Five years ago, proposals for using technology to provide nearly universal public access to government institutions, such as the courts, were properly labeled as futuristic.  The basic telecommunications infrastructure was simply not in place.  That is no longer true.  In the last four years, we have seen quantum leaps forward in computer and communication technologies.  Desktop computers now have processing power and data storage capacity equivalent to that possessed by mainframe computers from as little as twenty years ago.  With the wholesale adoption of a windows-based environment, there is an increasing convergence in the look and feel of major software programs.  The combination of increased computing power, advances in data transmission, and attractive graphics interfaces resulted in an explosion of Internet use, whetting the public’s appetite for greater access to government information (an appetite that many government agencies are responding to with thousands of web sites) and conditioning the public to expect government to make efficient use of information technology.

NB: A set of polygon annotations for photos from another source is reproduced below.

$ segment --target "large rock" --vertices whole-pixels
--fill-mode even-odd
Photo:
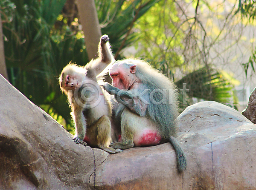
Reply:
[[[110,155],[72,136],[0,76],[0,189],[256,189],[256,125],[214,102],[188,107],[177,139]]]
[[[98,167],[99,189],[256,189],[256,125],[212,101],[188,107],[178,120],[187,160],[183,173],[169,143],[133,148]]]
[[[242,114],[253,123],[256,124],[256,88],[250,95],[247,107]]]
[[[90,178],[108,153],[72,136],[0,75],[0,189],[93,188]]]

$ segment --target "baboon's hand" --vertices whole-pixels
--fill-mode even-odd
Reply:
[[[101,43],[104,44],[107,43],[107,42],[109,42],[109,38],[108,35],[103,35],[100,38]]]
[[[84,142],[83,141],[83,140],[81,139],[78,136],[76,136],[76,137],[74,137],[74,138],[73,139],[73,140],[74,140],[74,141],[75,141],[75,142],[76,142],[76,144],[80,143],[80,144],[81,144],[84,146],[87,146],[87,144],[86,143],[86,142]]]
[[[103,87],[110,94],[116,95],[119,91],[119,89],[112,86],[108,82],[105,82]]]

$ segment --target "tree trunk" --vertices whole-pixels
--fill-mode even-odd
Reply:
[[[94,0],[77,0],[79,20],[83,27],[86,51],[90,60],[98,57],[98,45],[102,36]]]
[[[4,46],[3,45],[3,29],[2,28],[2,20],[0,15],[0,74],[9,80],[6,65],[5,64],[4,57]]]

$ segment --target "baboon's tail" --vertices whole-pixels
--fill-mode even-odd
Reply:
[[[169,140],[176,151],[179,171],[182,172],[186,170],[186,159],[185,154],[179,142],[174,137],[171,136]]]

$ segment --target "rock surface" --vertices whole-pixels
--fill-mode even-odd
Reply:
[[[0,189],[92,188],[90,176],[108,153],[76,145],[0,75]]]
[[[256,88],[250,95],[247,107],[242,114],[253,123],[256,124]]]
[[[256,189],[256,125],[212,101],[188,107],[178,117],[177,139],[187,160],[177,171],[166,143],[111,155],[97,169],[99,189]]]
[[[0,76],[0,189],[256,190],[256,125],[222,104],[179,116],[180,173],[170,143],[111,155],[76,145]]]

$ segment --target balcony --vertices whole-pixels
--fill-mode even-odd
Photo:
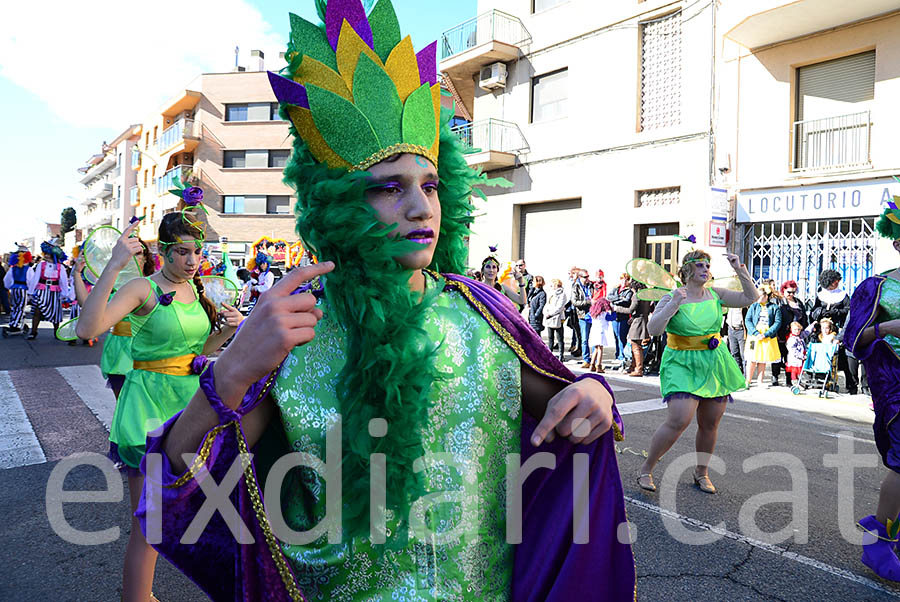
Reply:
[[[471,152],[466,154],[469,167],[484,171],[512,167],[519,153],[530,149],[522,131],[515,123],[499,119],[485,119],[453,128]]]
[[[178,165],[173,167],[166,173],[162,175],[162,177],[156,178],[156,194],[158,196],[163,196],[167,194],[170,190],[175,188],[175,177],[177,176],[182,183],[184,183],[184,178],[187,173],[191,170],[190,165]]]
[[[472,76],[485,65],[517,59],[519,49],[530,43],[531,34],[517,17],[492,10],[441,35],[438,71],[450,77],[471,114]]]
[[[747,48],[792,40],[897,10],[894,0],[761,0],[725,36]]]
[[[194,120],[182,118],[163,130],[156,141],[156,152],[160,155],[181,151],[189,153],[199,142],[199,137],[194,135]]]
[[[840,170],[871,164],[869,111],[794,122],[795,172]]]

The ability of technology to increase consumers’ access to the courts and other government agencies is a reality that is taking place today, not tomorrow, and the transformation is revolutionary.  As explained in the Smart Communities Guidebook--January 1997, p. 11 (International Center for Communications, San Diego State University):

“The effect of these technological changes on life and business in California’s communities can hardly be overstated.  With the roll-out of cable modems and other high-speed point-to-point telecommunications networks slated to begin in many communities early this year, it soon will be possible for every local government agency, every business, every educational institution, and every civic organization in a growing number of locations to communicate, directly and personally, with community residents in their homes and businesses--24 hours a day--over the ubiquitous television set.”

In only a few years time, the Internet will be available to anyone who owns a television set equipped with a smart box and connected to a cable service.  For those who do not purchase a smart box, public access will be available through sites established at public agencies such as libraries.  The infrastructure will be in place.  But in order to give the public and consumers greater access to the courts, we need to develop consumer-friendly portals to the courts.

Project Outline

The project will proceed in three phases:

(1) Redefining the objectives of judicial processes.

The objectives of the judicial process should match what consumers want and need, not what lawyers and judges want and need.  The system needs to be redefined from traditional adjudication (i.e., find the facts, determine the applicable law, apply the law to the facts, and come to conclusion) to a process designed to effectively resolve a dispute in a timely manner that satisfies the unrepresented parties.


(2) Re-engineering judicial processes in light of redefined objectives.

In light of the market-oriented objectives explored in (1), the project will examine selected areas of law where there are substantial numbers of self-represented individual litigants (e.g., small claims, landlord-tenant, and family law) in order to re-engineer those areas of law so that self-represented litigants can navigate the system to reach an effective, timely and satisfactory result.  The approach will be to build a system from the ground up, free from the constraints of the existing legal system, to satisfy the needs of the consumer.

(3) Creating technologically facilitated access systems.

Graphical user interfaces on the Internet will become the portal to the re-engineered system.  The project will sponsor the creation of demonstration sites in selected states to provide a basis for evaluating the project’s success.

 

The research project entitled "Meeting the Needs of Self-Represented Litigants" (Access to Justice)
was developed jointly by Chicago-Kent College of Law, the Institute of Design and the National Center for State Courts.